Furthering the Object-Oriented Mindset, Page 2
Giving the User the Minimal Interface Possible
When designing a class, the rule of thumb is to always provide the user with as little knowledge of the inner workings of the class as possible. To accomplish this, follow these simple rules:
- Give the users only what they absolutely need. In effect, this means the class has as few interfaces as possible. When you start designing a class, start with a minimal interface. The design of a class is iterative, so you will soon discover that the minimal set of interfaces might not suffice. This is fine. It is better to have to add an interface because users really need it than to give the users more interfaces than they need.
- For the moment, let's use a hardware example to illustrate our software example. Imagine handing a user a PC box without a monitor or a keyboard. Obviously, the PC would be of little use. You have just provided the user with the minimal set of interfaces to the PC. Of course, this minimal set is insufficient, and it immediately becomes necessary to add interfaces.
- Public interfaces are all the users will ever see. You should initially hide the entire class from the user. Then, when you start using the class, you will be forced to make certain methods public—these methods thus become the public interface.
- It is vital to design classes from a user's perspective and not from an information systems viewpoint. Too often, designers of classes (not to mention any other kind of software) design the class to make it fit into a specific technological model. Even if the designer takes a user's perspective, it is still probably a technician user's perspective, and the class is designed with an eye on getting it to work from a technology standpoint, and not from ease of use for the user.
- Users are the ones who will actually use the software. Make sure when you are designing a class that you go over the requirements and the design with the people who will actually use it—not just developers. The class will most likely evolve and need to be updated when a prototype of the system is built.
Determining the Users
Let's look again at the taxi example. We have already decided that the users are the ones who will actually use the system. This said, the obvious question is "Who are the users?"
The first impulse is to say the customers. This is only about half right. Although the customers are certainly users, the cabbie must be able to successfully provide the service to the customers. In other words, providing an interface that would, no doubt, please the customer, such as "Take me to the airport for free," is not going to go over well with the cabbie. Thus, in reality, to build a realistic and usable interface, both the customer and the cabbie must be considered users.
For a software analogy, consider that users might want a programmer to provide a certain function. However, if the programmer finds the request technically impossible, it is not a reasonable request.
In short, any object that sends a message to the taxi object is considered a user (and yes, the users are objects, too). Figure 3 shows how the cabbie provides a service.
Note: The cabbie is most likely an object as well.

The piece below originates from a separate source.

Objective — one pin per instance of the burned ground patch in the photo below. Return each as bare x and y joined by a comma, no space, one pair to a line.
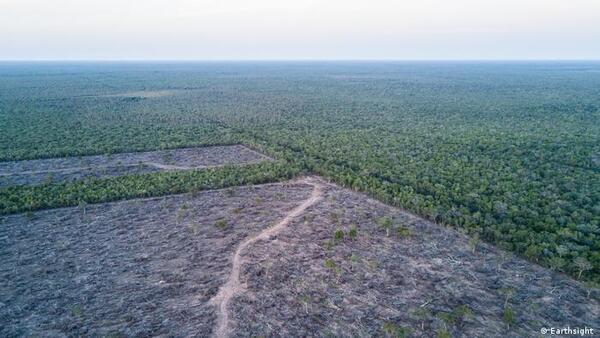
351,266
136,268
314,260
76,168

Identifying the users is only a part of the exercise. After the users are identified, you must determine the behaviors of the objects. From the viewpoint of all the users, begin identifying the purpose of each object and what it must do to perform properly. Note that many of the initial choices will not survive the final cut of the public interface. These choices are identified by gathering requirements by using various methods such as UML use cases.
Figure 3: Providing services.
In their book Object-Oriented Design in Java, Gilbert and McCarty point out that the environment often imposes limitations on what an object can do. In fact, environmental constraints are almost always a factor. Computer hardware might limit software functionality. For example, a system might not be connected to a network, or a company might use a specific type of printer. In the taxi example, the cab cannot drive on a road if a bridge is out, even if it provides a quicker way to the airport.
Identifying the Public Interfaces
With all the information gathered about the users, the object behaviors, and the environment, you need to determine the public interfaces for each user object. So, think about how you would use the taxi object:
- Get into the taxi.
- Tell the cabbie where you want to go.
- Pay the cabbie.
- Give the cabbie a tip.
- Get out of the taxi.
What do you need to do to use the taxi object?
- Have a place to go.
- Hail a taxi.
- Pay the cabbie money.
Initially, you think about how the object is used and not how it is built. You might discover that the object needs more interfaces, such as "Put luggage in the trunk" or "Enter into a mindless conversation with the cabbie." Figure 4 provides a class diagram that lists possible methods for the Cabbie class.
Figure 4: The methods in a cabbie class.
As is always the case, nailing down the final interface is an iterative process. For each interface, you must determine whether the interface contributes to the operation of the object. If it does not, perhaps it is not necessary. Many OO texts recommend that each interface model only one behavior. This returns us to the question of how abstract we want to get with the design. If we have an interface called enterTaxi(), we certainly do not want enterTaxi() to have logic in it to pay the cabbie. If we do this, then not only is the design somewhat illogical, but there is virtually no way that a user of the class can tell what has to be done to simply pay the cabbie.